What is the real potential of computer science when applied to music? It is possible to synthesize a “real” guitar using physical modelling software, yet it is also possible virtually to create a guitar with 40 strings, each 100 metres long. The potential can thus be seen both in the simulation of that which in nature already exists, and in the creation of that which in nature cannot exist. After a brief introduction to spatial hearing and the binaural spatialization technique, passing from principles of psychoacoustics to digital signal processing, the reader will be included on a voyage through multi-dimensional auditory worlds, first simulating what in nature already exists, starting from zero and arriving at three “soundscape dimensions”, then trying to advance the idea of a fourth “auditory dimension”, creating synthetically a four-dimensional soundscape.

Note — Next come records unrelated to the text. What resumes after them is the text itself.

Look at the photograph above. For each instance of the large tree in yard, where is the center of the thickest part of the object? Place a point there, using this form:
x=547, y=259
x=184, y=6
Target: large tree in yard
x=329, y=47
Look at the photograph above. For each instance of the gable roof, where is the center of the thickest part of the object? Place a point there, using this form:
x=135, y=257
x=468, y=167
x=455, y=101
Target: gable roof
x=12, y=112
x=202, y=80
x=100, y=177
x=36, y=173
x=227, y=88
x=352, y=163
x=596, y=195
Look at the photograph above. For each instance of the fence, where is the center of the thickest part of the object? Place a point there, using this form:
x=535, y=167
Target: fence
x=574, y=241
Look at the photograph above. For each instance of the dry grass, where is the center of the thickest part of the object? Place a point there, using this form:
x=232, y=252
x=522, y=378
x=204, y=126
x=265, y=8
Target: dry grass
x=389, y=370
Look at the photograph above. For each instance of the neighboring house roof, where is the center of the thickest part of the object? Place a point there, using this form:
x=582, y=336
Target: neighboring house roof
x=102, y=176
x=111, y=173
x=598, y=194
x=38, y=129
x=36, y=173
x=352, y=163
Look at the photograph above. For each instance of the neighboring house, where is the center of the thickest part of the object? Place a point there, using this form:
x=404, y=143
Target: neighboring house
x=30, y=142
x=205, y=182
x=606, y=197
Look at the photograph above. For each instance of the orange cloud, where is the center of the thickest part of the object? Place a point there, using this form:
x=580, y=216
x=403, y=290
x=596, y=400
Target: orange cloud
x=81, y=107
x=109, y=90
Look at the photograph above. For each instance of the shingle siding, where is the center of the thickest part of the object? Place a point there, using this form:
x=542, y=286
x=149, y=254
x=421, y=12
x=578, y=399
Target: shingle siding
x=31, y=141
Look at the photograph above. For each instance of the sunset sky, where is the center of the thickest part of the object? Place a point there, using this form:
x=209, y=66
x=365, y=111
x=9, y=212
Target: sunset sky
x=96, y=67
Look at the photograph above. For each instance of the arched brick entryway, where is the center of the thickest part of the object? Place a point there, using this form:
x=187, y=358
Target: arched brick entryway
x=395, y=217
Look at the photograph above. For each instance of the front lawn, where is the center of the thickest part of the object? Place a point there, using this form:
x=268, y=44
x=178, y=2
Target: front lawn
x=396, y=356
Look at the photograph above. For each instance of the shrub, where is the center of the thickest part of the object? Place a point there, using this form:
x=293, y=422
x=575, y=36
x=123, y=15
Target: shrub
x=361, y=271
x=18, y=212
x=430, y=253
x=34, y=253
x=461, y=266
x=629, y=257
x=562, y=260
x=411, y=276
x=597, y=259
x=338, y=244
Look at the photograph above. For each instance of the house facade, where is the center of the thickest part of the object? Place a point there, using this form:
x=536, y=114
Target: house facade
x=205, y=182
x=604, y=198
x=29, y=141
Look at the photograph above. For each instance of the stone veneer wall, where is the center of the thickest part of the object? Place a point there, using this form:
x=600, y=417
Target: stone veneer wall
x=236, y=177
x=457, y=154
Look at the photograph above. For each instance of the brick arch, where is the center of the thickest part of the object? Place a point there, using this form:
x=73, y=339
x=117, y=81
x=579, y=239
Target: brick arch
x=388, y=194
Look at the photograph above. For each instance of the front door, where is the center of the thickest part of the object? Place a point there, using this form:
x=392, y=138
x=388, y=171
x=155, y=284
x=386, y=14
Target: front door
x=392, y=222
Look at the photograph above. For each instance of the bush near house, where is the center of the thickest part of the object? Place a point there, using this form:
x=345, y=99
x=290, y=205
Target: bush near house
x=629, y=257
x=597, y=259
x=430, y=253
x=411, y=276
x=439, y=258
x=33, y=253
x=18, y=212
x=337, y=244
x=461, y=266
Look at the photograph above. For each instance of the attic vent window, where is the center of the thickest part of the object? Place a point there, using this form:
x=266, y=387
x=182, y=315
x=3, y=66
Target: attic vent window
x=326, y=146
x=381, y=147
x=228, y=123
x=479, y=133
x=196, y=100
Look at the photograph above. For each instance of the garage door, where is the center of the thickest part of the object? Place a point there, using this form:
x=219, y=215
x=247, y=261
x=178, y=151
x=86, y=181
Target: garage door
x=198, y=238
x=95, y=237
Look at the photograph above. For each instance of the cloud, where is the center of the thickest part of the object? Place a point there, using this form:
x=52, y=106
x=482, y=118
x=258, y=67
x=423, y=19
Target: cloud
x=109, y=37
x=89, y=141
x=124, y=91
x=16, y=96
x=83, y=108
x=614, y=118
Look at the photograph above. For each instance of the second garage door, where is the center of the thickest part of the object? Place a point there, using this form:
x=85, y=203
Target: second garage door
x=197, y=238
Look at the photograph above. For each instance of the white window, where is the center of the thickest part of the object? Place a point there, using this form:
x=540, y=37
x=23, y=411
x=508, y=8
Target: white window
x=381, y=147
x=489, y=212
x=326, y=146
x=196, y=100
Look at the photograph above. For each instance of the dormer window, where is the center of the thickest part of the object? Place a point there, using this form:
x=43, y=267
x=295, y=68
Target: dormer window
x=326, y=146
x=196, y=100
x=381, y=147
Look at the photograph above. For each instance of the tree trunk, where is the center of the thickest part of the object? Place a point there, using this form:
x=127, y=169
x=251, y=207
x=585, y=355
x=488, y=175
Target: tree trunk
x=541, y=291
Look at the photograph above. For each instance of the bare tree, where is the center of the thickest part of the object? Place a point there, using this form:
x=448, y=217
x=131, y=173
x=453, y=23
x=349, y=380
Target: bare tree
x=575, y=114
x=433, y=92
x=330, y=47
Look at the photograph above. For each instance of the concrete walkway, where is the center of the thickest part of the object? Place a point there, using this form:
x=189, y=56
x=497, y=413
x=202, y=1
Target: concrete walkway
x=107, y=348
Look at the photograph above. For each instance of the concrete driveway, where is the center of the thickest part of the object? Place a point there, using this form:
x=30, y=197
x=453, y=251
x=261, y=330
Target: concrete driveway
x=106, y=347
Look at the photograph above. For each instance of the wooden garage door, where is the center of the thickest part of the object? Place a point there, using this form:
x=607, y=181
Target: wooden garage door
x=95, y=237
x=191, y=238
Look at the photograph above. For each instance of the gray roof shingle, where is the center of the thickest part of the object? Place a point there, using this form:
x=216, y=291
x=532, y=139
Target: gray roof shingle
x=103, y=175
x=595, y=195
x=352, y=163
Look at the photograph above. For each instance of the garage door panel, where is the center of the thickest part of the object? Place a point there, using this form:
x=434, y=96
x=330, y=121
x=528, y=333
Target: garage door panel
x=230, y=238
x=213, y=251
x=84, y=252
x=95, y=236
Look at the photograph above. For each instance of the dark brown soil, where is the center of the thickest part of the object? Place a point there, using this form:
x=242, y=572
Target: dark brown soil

What is the real potential of computer science when applied to music?
Using physical modelling synthesis techniques it is possible to simulate as accurately as possible an acoustic guitar: of course, this is useful in terms of the opportunities made available to musicians to use an instrument they cannot in reality play, and in terms of acoustical studies of the instrument itself. But: Is that it? Once created, a guitar mathematical model can be altered as far as the imagination can extend: an acoustic guitar made of gold, with 40 strings, each of 100 metres in length, could virtually be created and played with a one-square-metre plectrum! Therefore, the potential can be seen both in the simulation of that which in nature already exists, and in the creation of that which in nature cannot exist.
Another kind of example will be discussed later in the chapter: instead of toying with the simulation of musical instruments, we shall try to create virtual acoustical environments through the simulation of three-dimensional (henceforth: 3D) soundscapes. The binaural spatialization technique will be used in order to achieve this goal; multi-dimensional soundscapes will be simulated not by placing real sound sources, such as loudspeakers, within the three dimensions, but by simulating the behaviour of our outer ear in terms of directional modifications brought to the sound input into the hearing system.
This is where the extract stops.